Archive reference: SE/KrA/0092/A/A2/001:H/F1-1971/50
This is a rare (on this blog) report in English, from the Aberdeen Proving Grounds in Maryland, USA, titled Protection provided by steel and aluminum armor against fragments from high-explosive ammunition (U). To aid potential Googlers in finding it, I’ll list some identifying numbers.
Report No. DPS-67
OMS Code 5510.11.268
D. A. Project No. 548-03-001
The report seems to have ended up in a Swedish archive via official channels; it appears to have been forwarded via the Swedish military attache in Washington DC. Some appendices are missing, presumably removed by the DoD before the report was handed over to foreign hands.
This letter (dated 1952-09-27) from Bofors to KAFT describes a proposed construction program for a 105 mm L/67 rifled tank gun, fed by two 7-round autoloader drums and placed in a heavily armored turret intended to be mounted in a 35-ton tank currently being under development at KAFT (project EMIL, of course). The letter mentions that 12 and 15 cm L/40 smoothbore guns are also possible alternatives but no further details are provided. There’s a list of blueprints for these guns but they are (as usual) missing from the archives because apparently the bureaucrats at the time hated historians.
Archive reference: SE/KrA/0062/D/01/016:H/F I/28
Minutes of a meeting held at Bofors on May 30th and 31st 1951, regarding current projects.
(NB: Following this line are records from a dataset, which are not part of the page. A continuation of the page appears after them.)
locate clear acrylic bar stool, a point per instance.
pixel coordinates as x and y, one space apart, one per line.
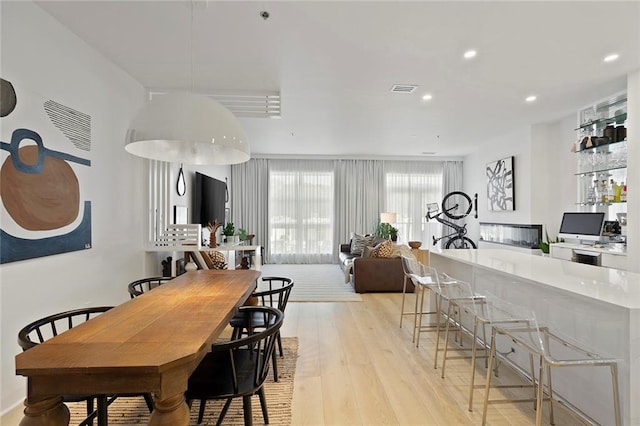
545 345
424 278
458 297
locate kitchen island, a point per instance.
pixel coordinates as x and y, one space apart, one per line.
597 307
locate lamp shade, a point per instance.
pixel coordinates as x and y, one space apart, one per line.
388 217
187 128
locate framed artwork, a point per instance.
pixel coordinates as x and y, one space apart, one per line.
500 185
180 214
45 156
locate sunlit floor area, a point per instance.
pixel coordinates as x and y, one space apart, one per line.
357 367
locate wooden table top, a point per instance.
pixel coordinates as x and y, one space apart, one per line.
166 330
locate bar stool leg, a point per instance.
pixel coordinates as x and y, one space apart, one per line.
616 394
417 291
473 363
438 315
420 317
404 292
446 340
492 354
540 393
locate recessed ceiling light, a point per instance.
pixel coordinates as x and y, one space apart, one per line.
611 58
470 54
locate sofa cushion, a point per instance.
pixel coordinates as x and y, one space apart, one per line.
359 242
384 249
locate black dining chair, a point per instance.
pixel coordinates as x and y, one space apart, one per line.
237 368
48 327
276 297
143 285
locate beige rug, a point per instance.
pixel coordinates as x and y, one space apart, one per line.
133 411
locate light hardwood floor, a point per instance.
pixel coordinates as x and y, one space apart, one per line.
357 367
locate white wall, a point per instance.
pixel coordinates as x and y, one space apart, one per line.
40 54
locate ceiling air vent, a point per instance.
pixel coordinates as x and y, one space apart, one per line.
403 88
257 105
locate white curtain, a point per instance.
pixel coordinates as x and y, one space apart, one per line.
249 200
359 198
410 186
301 211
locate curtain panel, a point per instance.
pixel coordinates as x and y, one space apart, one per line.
250 200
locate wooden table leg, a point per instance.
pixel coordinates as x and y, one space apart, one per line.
172 411
45 412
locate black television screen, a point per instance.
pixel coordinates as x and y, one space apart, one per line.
209 200
582 226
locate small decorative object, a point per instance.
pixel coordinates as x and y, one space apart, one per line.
500 185
213 228
181 186
217 260
191 266
386 230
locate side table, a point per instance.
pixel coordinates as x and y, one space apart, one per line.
422 255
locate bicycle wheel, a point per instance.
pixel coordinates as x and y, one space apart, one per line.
460 242
456 205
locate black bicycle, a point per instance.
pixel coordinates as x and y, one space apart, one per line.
455 205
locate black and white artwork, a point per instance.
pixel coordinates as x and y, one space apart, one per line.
500 185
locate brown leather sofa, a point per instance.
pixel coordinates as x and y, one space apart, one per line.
374 274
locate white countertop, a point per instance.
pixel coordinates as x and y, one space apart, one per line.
621 288
616 249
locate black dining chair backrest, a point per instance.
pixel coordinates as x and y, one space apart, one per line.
237 368
43 329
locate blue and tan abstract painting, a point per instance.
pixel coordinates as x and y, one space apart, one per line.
45 148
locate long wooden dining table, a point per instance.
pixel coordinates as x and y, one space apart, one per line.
150 344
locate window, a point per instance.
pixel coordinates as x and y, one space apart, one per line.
301 212
409 187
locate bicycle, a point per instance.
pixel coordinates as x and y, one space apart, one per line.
455 205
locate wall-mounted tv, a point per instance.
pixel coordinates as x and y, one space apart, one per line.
582 226
209 200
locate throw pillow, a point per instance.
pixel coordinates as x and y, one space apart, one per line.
359 242
368 251
384 249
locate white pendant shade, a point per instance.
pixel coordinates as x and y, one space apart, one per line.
187 128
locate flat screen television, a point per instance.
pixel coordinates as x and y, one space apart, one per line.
582 226
209 200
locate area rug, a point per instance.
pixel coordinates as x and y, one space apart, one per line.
314 283
133 411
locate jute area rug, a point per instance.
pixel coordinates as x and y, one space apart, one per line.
314 283
133 411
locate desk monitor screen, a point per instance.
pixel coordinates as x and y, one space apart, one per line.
582 226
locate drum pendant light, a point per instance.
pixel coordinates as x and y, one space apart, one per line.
187 128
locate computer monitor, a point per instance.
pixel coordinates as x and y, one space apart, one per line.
582 226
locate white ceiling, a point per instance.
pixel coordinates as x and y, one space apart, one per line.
335 62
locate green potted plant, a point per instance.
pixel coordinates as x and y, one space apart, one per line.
228 231
545 245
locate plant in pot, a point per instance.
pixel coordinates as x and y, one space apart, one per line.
545 245
228 231
385 230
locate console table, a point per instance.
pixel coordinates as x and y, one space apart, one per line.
149 344
597 307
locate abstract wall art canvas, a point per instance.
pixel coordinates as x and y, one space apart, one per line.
45 165
500 185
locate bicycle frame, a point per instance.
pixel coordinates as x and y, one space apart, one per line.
460 231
Most interestingly, a “new tank gun” is discussed, with some different alternatives presented.
Archive reference: SE/KrA/0062/D/01/016:H/F I/24
This FOA report (dated 1951-01-23) summarizes the current state of anti-tank weaponry in the world, as well as current development trends. It contains some discussion on whether future anti-tank weapons should be based on kinetic projectiles or HEAT, and finds that in either case, the current Swedish anti-tank weapons are completely insufficient to fight current Russian tanks.
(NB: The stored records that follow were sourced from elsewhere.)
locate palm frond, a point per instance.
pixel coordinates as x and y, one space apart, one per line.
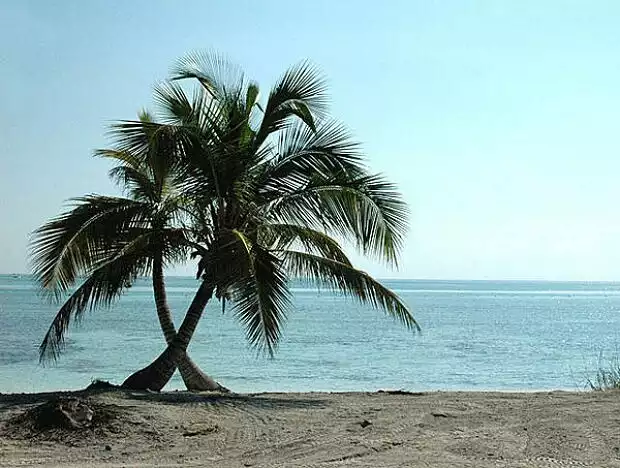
71 244
367 211
283 236
220 77
105 284
262 300
301 93
350 281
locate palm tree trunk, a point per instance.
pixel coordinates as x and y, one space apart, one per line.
193 377
157 374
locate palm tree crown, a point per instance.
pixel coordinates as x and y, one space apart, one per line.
261 191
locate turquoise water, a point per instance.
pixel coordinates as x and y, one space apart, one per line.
476 335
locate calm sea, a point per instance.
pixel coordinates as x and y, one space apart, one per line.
477 335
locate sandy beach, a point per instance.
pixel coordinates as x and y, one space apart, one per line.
469 429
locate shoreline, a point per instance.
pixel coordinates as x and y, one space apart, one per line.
321 429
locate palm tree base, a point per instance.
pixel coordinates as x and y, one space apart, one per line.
195 379
154 376
157 374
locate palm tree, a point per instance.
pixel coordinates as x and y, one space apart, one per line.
113 240
273 188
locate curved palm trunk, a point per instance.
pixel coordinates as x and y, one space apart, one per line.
157 374
193 377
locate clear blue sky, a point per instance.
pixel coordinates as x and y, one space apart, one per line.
499 120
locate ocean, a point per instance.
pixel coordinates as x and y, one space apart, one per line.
476 335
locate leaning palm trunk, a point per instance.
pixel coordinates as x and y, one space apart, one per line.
157 374
193 377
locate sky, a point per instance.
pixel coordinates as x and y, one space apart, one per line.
498 120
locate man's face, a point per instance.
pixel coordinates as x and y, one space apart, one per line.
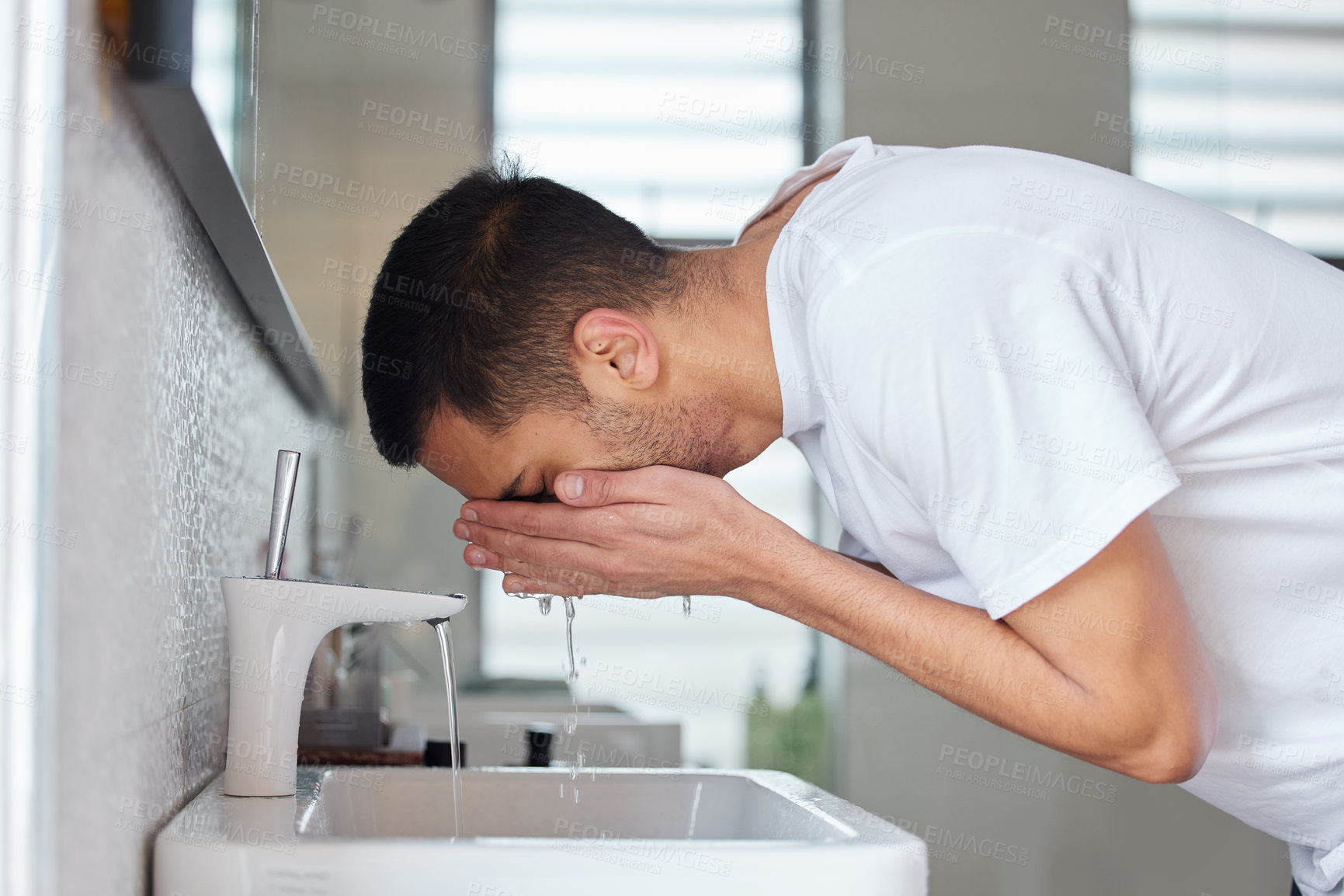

Contains penetration data for number of Swedish weapons (such as 37 mm pvkan m/37, 57 mm pvkan m/43, 7,5 cm strvkan m/41 and 7,5 cm pvkan m/43).
Archive reference: SE/KrA/0062/D/01/016:H/F I/24
In 1950 it was becoming alarmingly apparent that current Swedish AT weapons were completely inadequate for fighting foreign top-of-the-line tanks. A series of discussions were thus held at KAFT in order to figure out what kind of “anti-tank super-weapons” the army should be equipped with in the future. Since kinetic weapons were seen as impractically bulky and heavy, HEAT was considered the main alternative despite its downsides (such as difficulties with spaced armor).
Archive reference: SE/KrA/0062/D/01/016:H/F I/19
This memo (dated 1949-05-01) discusses pros and cons with sub-caliber APCR rounds, in particular with regards to the armament of new tank destroyers. The difference between squeeze-bore and sub-caliber sabot rounds are briefly discussed, with sub-caliber sabot rounds being considered superior. It is concluded that a 50 mm sub-caliber APCR round fired from a 75 mm gun has better penetration than a full-caliber 105 mm round, and with higher shell velocity to boot. The author recommends choosing a 75 mm gun.
This memo (dated 1946-12-03) discusses a new and interesting ammunition technology, namely projectiles with a core of a brittle but very hard metal, such as tungsten carbide. In order to keep the high speed of the projectile, various technologies (such as conical guns and sub-caliber saboted rounds) are possible. The author recommends contracting Bofors to develop such ammunition for trials with the 75 mm pvkan m/43, and that some in-house trials with the 37 mm pvkan should also be conducted.
Archive reference: SE/KrA/0062/D/01/025:H/F I/2
Original title: PM angående kvaliteten i homogen pansarplåt
A memo (dated 1944-03-21) regarding the properties of various types of steel, particularly with regard to the capability of withstanding hits from armor-piercing rounds of various types. Contains a lot of data from test firings with various guns against various armor plate configurations.